As far as fundamentals are concerned, terminal sales are currently growing steadily, maintaining a double-digit turnover target throughout the year. The number of units of omni-channel sales of the main brands in 24Q1 increased year-on-year. According to the company's public performance exchange meeting, the number of units in omni-channel sales increased in January-January, and sales accelerated in March, driven by the introduction of new products such as Volkswagen's 360X carbon board running shoes. In the future, terminal sales are expected to show an improvement trend, driven by factors such as relieving high base pressure and the Paris Olympics in July. The company currently maintains a double-digit growth target for the whole year's turnover.

The company's asset divestment will optimize the multi-brand matrix, focus on the core running business, consolidate its dominant position, and maintain a “buy” rating. Since the deal has not yet been reached, we are temporarily maintaining our profit forecast.

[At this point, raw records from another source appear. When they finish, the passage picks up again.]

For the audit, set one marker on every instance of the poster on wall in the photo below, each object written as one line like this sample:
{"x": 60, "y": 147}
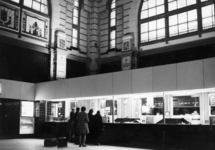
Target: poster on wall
{"x": 35, "y": 25}
{"x": 9, "y": 17}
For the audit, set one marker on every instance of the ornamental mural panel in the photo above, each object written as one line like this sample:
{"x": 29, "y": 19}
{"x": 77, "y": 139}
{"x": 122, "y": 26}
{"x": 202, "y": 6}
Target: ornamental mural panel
{"x": 9, "y": 17}
{"x": 35, "y": 25}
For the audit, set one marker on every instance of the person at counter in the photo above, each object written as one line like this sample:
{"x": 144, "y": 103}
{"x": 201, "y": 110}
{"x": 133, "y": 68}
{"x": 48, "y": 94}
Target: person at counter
{"x": 75, "y": 119}
{"x": 71, "y": 124}
{"x": 82, "y": 126}
{"x": 98, "y": 125}
{"x": 91, "y": 124}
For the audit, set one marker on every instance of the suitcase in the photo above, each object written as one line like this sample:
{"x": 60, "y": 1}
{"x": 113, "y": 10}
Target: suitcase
{"x": 62, "y": 142}
{"x": 50, "y": 142}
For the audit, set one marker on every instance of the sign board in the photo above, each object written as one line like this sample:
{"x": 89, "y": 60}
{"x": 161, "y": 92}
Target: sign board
{"x": 126, "y": 45}
{"x": 0, "y": 88}
{"x": 61, "y": 66}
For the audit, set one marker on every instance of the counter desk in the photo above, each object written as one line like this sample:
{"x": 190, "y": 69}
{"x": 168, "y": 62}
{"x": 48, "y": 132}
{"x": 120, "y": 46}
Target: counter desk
{"x": 200, "y": 137}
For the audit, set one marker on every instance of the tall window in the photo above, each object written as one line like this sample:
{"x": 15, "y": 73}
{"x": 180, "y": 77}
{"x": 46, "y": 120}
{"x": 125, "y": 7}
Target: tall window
{"x": 38, "y": 5}
{"x": 75, "y": 21}
{"x": 165, "y": 19}
{"x": 112, "y": 19}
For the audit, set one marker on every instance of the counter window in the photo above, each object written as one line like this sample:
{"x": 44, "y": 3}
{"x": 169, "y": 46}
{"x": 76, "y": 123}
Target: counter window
{"x": 183, "y": 105}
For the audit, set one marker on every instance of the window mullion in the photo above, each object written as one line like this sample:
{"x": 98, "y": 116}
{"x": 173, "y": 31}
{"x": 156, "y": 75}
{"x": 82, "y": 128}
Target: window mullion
{"x": 166, "y": 21}
{"x": 199, "y": 19}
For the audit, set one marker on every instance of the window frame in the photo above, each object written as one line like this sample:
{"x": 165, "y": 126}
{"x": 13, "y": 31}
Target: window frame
{"x": 198, "y": 6}
{"x": 76, "y": 26}
{"x": 112, "y": 28}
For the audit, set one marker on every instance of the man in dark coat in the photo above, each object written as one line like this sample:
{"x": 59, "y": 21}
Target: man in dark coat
{"x": 98, "y": 127}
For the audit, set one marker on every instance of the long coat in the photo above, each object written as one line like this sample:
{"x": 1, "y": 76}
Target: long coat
{"x": 82, "y": 124}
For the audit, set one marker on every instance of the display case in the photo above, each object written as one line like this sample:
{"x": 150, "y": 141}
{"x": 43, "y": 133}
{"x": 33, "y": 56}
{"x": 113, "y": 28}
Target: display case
{"x": 26, "y": 125}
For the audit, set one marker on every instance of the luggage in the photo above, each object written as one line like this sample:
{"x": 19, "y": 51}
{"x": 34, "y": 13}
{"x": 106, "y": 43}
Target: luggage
{"x": 62, "y": 142}
{"x": 50, "y": 142}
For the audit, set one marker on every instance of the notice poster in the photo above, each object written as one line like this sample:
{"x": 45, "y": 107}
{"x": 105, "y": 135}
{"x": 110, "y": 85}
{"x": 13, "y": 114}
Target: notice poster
{"x": 27, "y": 109}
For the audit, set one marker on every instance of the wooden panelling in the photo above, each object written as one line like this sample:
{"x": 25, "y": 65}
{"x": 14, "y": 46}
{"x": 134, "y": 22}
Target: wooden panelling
{"x": 74, "y": 88}
{"x": 209, "y": 72}
{"x": 12, "y": 89}
{"x": 44, "y": 91}
{"x": 60, "y": 89}
{"x": 122, "y": 82}
{"x": 27, "y": 91}
{"x": 190, "y": 75}
{"x": 104, "y": 84}
{"x": 88, "y": 86}
{"x": 164, "y": 78}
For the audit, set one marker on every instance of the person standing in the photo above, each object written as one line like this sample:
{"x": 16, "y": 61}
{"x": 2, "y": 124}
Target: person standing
{"x": 98, "y": 127}
{"x": 71, "y": 123}
{"x": 91, "y": 125}
{"x": 82, "y": 126}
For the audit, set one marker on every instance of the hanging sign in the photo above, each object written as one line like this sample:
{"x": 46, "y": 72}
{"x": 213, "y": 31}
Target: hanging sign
{"x": 9, "y": 17}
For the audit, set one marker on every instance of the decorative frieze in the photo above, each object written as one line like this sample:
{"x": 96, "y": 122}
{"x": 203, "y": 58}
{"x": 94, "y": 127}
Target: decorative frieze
{"x": 35, "y": 25}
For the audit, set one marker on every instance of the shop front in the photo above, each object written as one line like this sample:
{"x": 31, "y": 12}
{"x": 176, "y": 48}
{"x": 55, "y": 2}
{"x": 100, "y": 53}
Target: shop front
{"x": 195, "y": 107}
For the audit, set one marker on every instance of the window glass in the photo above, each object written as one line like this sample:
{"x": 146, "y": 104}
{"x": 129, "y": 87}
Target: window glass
{"x": 177, "y": 4}
{"x": 186, "y": 105}
{"x": 152, "y": 8}
{"x": 75, "y": 37}
{"x": 17, "y": 1}
{"x": 38, "y": 5}
{"x": 28, "y": 3}
{"x": 153, "y": 30}
{"x": 208, "y": 16}
{"x": 113, "y": 39}
{"x": 75, "y": 21}
{"x": 182, "y": 23}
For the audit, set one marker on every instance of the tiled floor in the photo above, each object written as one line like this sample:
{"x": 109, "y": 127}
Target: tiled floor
{"x": 37, "y": 144}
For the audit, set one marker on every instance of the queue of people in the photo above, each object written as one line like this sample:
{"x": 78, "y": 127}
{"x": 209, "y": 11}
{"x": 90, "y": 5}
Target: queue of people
{"x": 85, "y": 125}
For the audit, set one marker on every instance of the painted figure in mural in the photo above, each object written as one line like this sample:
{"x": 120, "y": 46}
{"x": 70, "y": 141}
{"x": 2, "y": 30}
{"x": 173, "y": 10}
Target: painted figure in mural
{"x": 35, "y": 28}
{"x": 82, "y": 126}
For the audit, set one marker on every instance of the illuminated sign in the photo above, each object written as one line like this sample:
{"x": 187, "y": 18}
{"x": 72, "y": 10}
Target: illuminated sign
{"x": 61, "y": 66}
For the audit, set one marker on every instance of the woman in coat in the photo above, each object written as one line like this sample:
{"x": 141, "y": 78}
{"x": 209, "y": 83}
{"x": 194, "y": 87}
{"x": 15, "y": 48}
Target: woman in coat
{"x": 82, "y": 126}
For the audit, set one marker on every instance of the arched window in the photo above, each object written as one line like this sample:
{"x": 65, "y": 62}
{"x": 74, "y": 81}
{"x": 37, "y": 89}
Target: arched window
{"x": 112, "y": 24}
{"x": 75, "y": 22}
{"x": 163, "y": 20}
{"x": 38, "y": 5}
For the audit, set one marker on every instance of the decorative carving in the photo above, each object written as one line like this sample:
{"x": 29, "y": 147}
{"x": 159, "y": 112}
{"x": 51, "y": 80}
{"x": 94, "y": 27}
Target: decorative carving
{"x": 35, "y": 25}
{"x": 9, "y": 17}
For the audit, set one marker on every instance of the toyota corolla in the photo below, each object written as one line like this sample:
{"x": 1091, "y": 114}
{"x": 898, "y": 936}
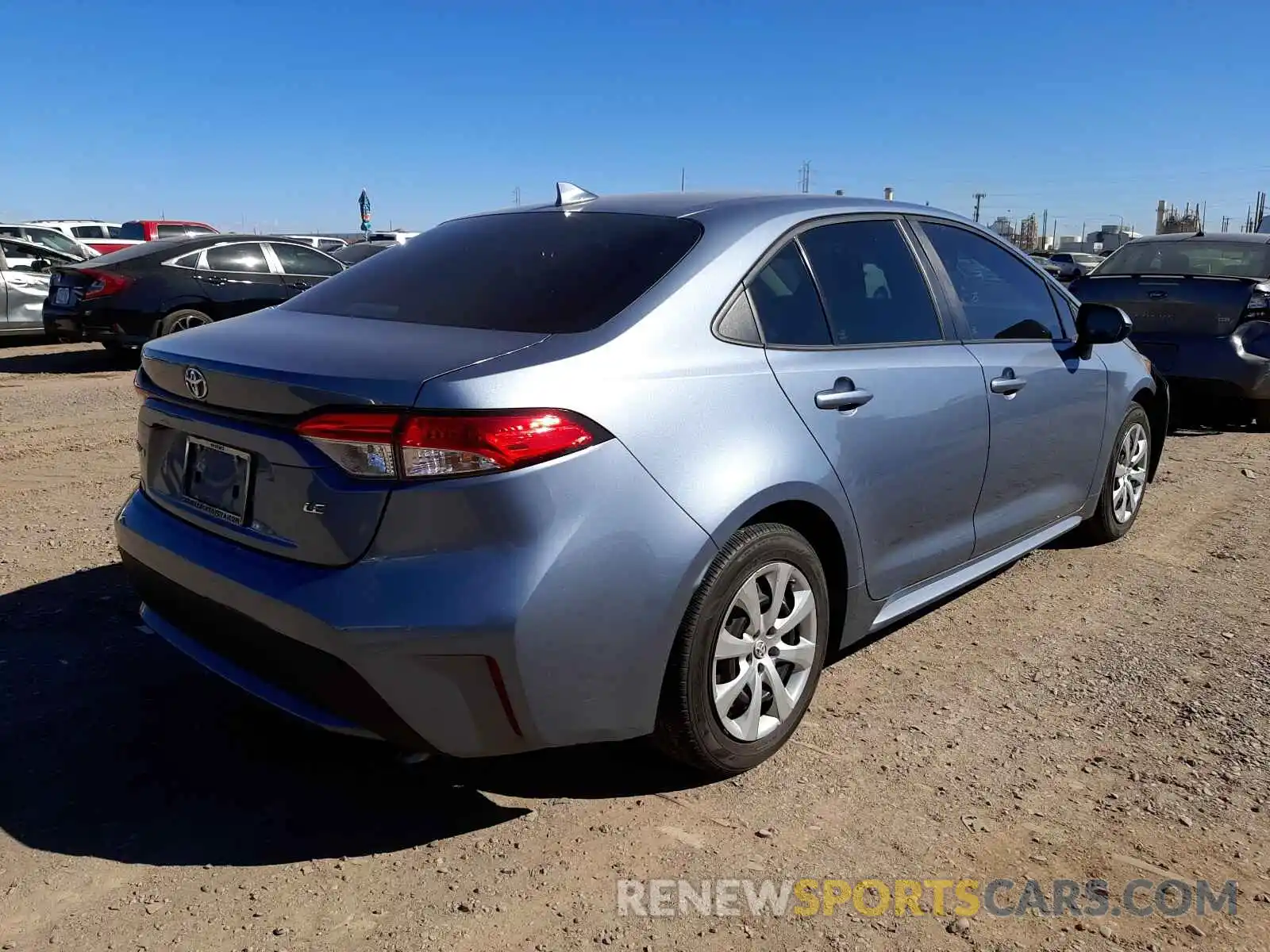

We expect net profit for 24-26 to be 11.5/13.0/1.46 billion yuan, respectively, corresponding to 11/10/9 times PE. We are optimistic about the company's development potential and performance flexibility after focusing on its business, and continue to maintain a “buy” rating.

Risk warning: transaction progress is uncertain; consumption recovery falls short of expectations; inventory risk increases; market competition increases risk.

The translation is provided by third-party software.